At the outset, you'll create four custom characters to fill up your six-man squad. As you play more, you can add other storyline characters to your team as you find and recruit them, and like in previous Wasteland games, they can abandon you if you make decisions they find morally reprehensible. If you end up making everyone hate you, or simply don't want to play with any of the story characters, you can recruit more custom characters to fill up your squad.
I did the majority of this review on Xbox One, but I also played with the PC version to get a sense of the different control schemes. The Xbox One controls take time to get used to, but ultimately work well. What is a bit more problematic is the fact your characters can get stuck on objects and stairs when using a controller, whereas with a mouse pointer they automatically figure out the path of least resistance as you click around. It's clear this game was designed for a mouse and keyboard first, and you'll have a more pleasant experience overall with the PC version, particularly when it comes to managing your inventory and equipment.
You have a vast set of options for customizing your characters, following similar paths to Wasteland 2. You can avoid battles all together sometimes with persuasion techniques, or negotiate using rifles, gigantic rocket launchers, or crazy sci-fi lasers. You can build a heavily-armored melee attacker, a nimble gunslinger medic, or a slow and methodical high-damage sniper.

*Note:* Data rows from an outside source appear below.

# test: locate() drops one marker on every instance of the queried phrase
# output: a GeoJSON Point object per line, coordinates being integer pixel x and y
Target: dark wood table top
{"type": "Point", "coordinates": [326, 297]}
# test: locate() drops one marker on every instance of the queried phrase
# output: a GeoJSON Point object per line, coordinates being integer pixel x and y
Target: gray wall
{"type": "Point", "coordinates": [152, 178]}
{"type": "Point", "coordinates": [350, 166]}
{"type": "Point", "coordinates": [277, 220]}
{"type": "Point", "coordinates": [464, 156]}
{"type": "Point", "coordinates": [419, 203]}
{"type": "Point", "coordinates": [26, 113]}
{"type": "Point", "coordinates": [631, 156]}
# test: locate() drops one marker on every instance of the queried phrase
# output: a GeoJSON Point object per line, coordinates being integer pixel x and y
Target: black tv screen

You'll need a diverse set of characters and skills to take on the game's more difficult battles, and learning what each stat weight governs forms part of Wasteland 3's learning curve. It's quite possible to accidentally make useless characters, but Wasteland 3 gives you a lot of pointers about what stats govern, as well as some recommendations for each weapon.

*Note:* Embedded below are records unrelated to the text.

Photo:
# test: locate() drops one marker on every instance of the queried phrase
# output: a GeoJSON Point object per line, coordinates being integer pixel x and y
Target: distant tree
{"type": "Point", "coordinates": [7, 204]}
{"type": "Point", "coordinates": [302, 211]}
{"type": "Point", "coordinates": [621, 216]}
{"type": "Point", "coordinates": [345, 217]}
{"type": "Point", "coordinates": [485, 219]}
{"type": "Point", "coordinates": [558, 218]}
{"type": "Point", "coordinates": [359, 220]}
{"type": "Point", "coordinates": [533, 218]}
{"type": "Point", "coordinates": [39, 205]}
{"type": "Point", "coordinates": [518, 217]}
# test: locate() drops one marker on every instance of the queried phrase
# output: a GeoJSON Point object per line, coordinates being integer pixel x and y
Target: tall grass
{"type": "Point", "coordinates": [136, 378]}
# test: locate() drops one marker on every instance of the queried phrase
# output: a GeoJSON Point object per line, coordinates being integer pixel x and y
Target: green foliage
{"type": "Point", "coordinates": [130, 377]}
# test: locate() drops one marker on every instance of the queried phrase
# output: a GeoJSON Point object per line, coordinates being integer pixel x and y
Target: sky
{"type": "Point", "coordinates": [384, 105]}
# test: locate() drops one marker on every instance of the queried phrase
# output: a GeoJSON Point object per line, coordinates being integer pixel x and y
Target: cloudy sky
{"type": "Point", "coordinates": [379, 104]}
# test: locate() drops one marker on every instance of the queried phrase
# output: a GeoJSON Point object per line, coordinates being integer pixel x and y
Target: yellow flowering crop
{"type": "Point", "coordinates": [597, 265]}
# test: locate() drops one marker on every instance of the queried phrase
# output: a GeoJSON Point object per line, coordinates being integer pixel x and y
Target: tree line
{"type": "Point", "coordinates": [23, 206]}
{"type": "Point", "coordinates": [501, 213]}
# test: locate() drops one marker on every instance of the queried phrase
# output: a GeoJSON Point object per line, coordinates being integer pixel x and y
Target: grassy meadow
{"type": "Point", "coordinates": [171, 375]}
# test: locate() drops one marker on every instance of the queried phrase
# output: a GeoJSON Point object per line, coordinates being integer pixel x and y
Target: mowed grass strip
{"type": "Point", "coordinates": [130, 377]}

Wasteland 3 is tough, and as XCOM players know all-too-well, you can and will miss a 95 percent chance-to-hit shot, at least five percent of the time. It's also never what I'd describe as unfair. I reviewed the game on hard difficulty and found that even the toughest battles give you plenty of opportunities to take advantage. Whether it's by sabotaging something in the arena, or by buying deployable turrets to give you an edge, or using one of the game's various drugs to give yourself a buff.
Wasteland 3 builds upon and streamlines the systems already found in Wasteland 2. I don't want to spoil it, but some of the battles you'll face as you play are truly spectacular. Wasteland 3 also lets you set enemy attacks simultaneously so that you needn't wait for long cycles of enemies taking their turns before you can attack. This alone makes it flow a little more rapidly than other similar turn-based tactical RPG-style games out there, coupled with the satisfaction of reducing enemies into red mist with a supercritical hit.
Bottom line: Wasteland 3 is a masterful labor of love
Wasteland 3 is somehow both raw and meticulous at the same time, refreshingly unashamed of its often-times grotesque humor, while treating some of its darker, more emotional moments with heart and respect. Wasteland 3 represents unbridled creativity and is the sort of game that reminds me of why I love to be close to this industry, and why I love video games in general. It's also the kind of game that makes me feel humbled to write about. I can feel the love in every word in the script, every bar of music, every tiny weapon detail.
Wasteland 3 is everything I wanted in a sequel, and so very much more. I know full-well that top-down turn-based games aren't for everyone, but I dare you to push past your preconceptions. Wasteland 3 is a declaration to an industry that is forgetting how to do these types of games that they bloody well deserve to be here. They can and should compete at the very top of what we perceive to be so-called "AAA."
Wasteland 3 takes pleasure in shining a spotlight on the absurdity of our civilization, but it's never shy to point out the fragility of it. Despite its wild nature, it never forgets that the world is worth fighting for. This game will make you laugh, move you, and make you think.
Put it this way, this is one of the longest reviews I've ever written, and I feel like I've barely scratched the surface of what you'll find in Wasteland 3. It's the medium in its purest form, and I've loved every minute of it.